Laudomia Bonanni è stata una scrittrice capace di fare queste magie, capace – per dirlo altrimenti – di letteratura. E non solo con questo romanzo. Esordì in un momento di grande attenzione verso i nuovi scrittori. Era il 1948, si tentava di risorgere dalle macerie della guerra. Intellettuali e artisti tornavano a frequentarsi con più desiderio di prima di confrontarsi, sapersi vivi e capaci di creare qualcosa di nuovo e di buono. C’era un senso di rinascita, una gran voglia di esprimersi e di ascoltare gli altri. In questo clima era nato il Premio Strega, in questo clima Casa Bellonci, la casa ai Parioli dove era stato inventato lo Strega appunto, aveva indetto (fu l’unica volta però) un premio nel premio riservato agli inediti, il Premio Amici della Domenica. Bonanni aveva già quarant’anni, era una maestra elementare di provincia, ma con una cultura mostruosa. Non aveva fatto altro che leggere fin da piccola, cimentandosi con la scrittura per solitudine, per passione. E così inviò agli Amici della Domenica i suoi racconti raccolti col titolo Il fosso. Aspri, duri, bellissimi. Piacquero a quella giuria di esperti e vinse il premio. Fu invitata a Roma, coccolata, da Maria Bellonci come da Elsa Morante, da Emilio Cecchi e da Anna Banti. I suoi miti letterari. “Furono di una fraternità straordinaria” mi raccontò lei stessa. Eugenio Montale la paragonò in una recensione al James Joyce di Gente di Dublino.

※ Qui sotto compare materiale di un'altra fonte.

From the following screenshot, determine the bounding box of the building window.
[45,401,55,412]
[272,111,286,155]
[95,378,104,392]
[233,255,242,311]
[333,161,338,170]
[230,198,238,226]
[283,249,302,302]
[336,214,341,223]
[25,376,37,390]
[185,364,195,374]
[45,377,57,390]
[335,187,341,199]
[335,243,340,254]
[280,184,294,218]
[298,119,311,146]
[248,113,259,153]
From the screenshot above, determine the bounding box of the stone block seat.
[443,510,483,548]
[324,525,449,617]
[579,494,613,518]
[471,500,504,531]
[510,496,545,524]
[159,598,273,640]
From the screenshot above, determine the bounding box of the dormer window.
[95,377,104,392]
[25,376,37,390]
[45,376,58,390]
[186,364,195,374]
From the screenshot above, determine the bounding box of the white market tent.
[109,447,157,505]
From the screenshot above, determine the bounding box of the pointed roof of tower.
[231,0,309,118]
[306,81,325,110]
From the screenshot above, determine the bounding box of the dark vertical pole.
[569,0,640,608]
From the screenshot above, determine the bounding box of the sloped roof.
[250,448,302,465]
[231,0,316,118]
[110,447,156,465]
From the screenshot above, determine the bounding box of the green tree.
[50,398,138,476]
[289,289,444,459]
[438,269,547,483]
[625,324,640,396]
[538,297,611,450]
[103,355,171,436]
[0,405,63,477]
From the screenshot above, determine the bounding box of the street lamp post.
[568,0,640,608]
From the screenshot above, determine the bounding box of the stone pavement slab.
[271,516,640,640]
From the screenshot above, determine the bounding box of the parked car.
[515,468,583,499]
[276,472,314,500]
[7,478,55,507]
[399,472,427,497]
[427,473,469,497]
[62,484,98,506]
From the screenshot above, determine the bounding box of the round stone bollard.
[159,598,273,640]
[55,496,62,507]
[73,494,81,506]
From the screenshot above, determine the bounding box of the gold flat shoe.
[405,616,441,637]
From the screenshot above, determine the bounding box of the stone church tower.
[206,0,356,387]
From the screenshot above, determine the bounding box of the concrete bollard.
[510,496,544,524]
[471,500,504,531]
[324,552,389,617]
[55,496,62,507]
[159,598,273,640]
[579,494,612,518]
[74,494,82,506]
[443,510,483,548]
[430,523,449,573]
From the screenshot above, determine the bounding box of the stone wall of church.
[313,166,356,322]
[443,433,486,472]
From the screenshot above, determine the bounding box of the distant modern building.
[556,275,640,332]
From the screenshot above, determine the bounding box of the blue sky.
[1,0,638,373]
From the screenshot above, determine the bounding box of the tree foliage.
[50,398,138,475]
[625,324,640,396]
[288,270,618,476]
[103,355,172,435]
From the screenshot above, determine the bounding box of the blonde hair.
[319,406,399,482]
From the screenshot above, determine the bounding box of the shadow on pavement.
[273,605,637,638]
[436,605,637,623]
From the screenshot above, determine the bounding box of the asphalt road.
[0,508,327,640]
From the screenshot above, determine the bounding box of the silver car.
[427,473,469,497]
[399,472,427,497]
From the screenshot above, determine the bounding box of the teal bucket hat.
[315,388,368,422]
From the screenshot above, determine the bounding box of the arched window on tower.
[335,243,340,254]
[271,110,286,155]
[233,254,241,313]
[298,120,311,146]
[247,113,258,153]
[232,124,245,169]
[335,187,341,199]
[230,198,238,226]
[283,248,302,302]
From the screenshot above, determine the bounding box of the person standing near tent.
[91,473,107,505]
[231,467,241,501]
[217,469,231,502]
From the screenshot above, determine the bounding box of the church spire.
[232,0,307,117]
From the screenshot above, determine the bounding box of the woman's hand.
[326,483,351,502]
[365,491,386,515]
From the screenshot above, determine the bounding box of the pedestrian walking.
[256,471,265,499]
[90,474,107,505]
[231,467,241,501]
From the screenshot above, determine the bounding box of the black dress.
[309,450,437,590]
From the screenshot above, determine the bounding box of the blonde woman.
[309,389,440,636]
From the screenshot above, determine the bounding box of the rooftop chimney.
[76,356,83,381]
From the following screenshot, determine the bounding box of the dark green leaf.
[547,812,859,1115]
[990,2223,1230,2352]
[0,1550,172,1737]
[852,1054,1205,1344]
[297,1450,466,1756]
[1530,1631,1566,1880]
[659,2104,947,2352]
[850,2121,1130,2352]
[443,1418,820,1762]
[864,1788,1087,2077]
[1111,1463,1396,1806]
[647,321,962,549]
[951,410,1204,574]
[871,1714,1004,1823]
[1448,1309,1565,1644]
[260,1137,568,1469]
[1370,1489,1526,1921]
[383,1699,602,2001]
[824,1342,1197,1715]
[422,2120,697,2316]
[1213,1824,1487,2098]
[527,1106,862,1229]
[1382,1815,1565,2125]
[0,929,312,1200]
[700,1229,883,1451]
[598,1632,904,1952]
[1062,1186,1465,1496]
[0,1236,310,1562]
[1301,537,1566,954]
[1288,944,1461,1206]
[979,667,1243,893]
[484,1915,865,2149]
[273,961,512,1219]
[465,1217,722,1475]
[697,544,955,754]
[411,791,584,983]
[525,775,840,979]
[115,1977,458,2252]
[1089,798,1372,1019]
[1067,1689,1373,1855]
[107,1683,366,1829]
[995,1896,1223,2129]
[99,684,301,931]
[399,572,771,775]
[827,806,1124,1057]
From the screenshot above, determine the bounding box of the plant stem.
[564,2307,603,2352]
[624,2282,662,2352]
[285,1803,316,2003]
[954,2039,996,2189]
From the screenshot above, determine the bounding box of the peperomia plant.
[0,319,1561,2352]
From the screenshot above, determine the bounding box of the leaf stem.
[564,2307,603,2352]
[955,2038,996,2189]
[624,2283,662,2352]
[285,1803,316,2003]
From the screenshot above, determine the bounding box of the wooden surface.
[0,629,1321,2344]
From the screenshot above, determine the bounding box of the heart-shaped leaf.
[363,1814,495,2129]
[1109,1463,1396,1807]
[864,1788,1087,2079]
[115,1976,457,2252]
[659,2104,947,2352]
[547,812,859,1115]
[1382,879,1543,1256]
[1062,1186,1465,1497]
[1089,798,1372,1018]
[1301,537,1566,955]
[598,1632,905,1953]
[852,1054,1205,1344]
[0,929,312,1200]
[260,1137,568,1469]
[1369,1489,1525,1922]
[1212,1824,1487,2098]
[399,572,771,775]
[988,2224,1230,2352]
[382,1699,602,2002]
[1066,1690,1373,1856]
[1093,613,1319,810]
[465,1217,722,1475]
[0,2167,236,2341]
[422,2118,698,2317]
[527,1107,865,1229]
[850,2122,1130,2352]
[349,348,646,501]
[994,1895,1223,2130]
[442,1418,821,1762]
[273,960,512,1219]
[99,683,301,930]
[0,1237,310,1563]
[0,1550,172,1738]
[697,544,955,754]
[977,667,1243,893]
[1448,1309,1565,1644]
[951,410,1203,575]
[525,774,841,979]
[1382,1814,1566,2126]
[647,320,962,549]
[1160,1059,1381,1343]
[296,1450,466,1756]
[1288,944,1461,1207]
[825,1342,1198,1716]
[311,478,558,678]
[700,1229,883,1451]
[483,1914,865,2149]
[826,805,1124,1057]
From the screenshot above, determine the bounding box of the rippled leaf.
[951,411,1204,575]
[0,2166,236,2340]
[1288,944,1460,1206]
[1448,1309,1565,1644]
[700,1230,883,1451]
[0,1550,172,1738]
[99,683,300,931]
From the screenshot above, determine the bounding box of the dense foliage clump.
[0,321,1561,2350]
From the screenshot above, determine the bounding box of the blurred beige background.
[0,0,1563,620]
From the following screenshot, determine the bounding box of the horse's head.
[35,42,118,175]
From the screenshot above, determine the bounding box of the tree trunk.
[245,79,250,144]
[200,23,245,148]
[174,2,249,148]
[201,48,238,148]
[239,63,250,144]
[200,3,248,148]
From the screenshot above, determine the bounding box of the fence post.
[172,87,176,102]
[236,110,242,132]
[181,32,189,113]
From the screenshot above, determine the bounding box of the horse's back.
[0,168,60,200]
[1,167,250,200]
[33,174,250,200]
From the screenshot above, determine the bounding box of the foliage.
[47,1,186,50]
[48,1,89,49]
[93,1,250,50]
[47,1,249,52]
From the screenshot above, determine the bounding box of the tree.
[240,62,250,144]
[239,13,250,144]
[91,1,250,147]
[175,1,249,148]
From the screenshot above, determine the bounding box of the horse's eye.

Poi vennero altri libri e altri premi. L’imputata nel 1960 vinse il Viareggio, L’adultera, quattro anni dopo, il Selezione Campiello. Dieci anni di silenzio dovuti a una lunga depressione, e poi la straziante riflessione sulla devianza giovanile e sulla violenza, Vietato ai minori, cui seguì nel 1977 Città del tabacco e Il bambino di pietra, elaborazione della crisi depressiva che legge in chiave femminile, se non femminista. Sembrava ormai ben sistemata nel panorama letterario italiano. Ma era una donna schiva, e i tempi andavano cambiando. Non le piaceva come cambiavano i tempi. Non le piaceva come cambiavano gli scrittori, e l’editoria. Lei non sapeva coltivare le amicizie. Forse la sua solitudine venne scambiata per arroganza e quel clima fraterno si spense a poco a poco. Mentre lei si confrontava con la durezza di vite difficili: quei giovani deviati che incontrava per il suo lavoro, consulente presso il Tribunale dei minori, oggi diremmo assistente sociale.
“La letteratura si è presa tutto, è rimasto poco per il resto” diceva anche. A noi almeno restano i suoi libri. Tocca a noi, dunque, leggerli e farli vivere. Come in questo caso, come con questo Le droghe che non parla soltanto delle droghe che si iniettano in vena o si respirano attraverso il naso, o si fumano, o si mangiano. Parla soprattutto del modo drogato che abbiamo di giudicare le cose della vita, della difficoltà, a volte, di spostare la tenda che nasconde l’essenziale impedendoci di confrontarci con la realtà più autentica. Quella interiore.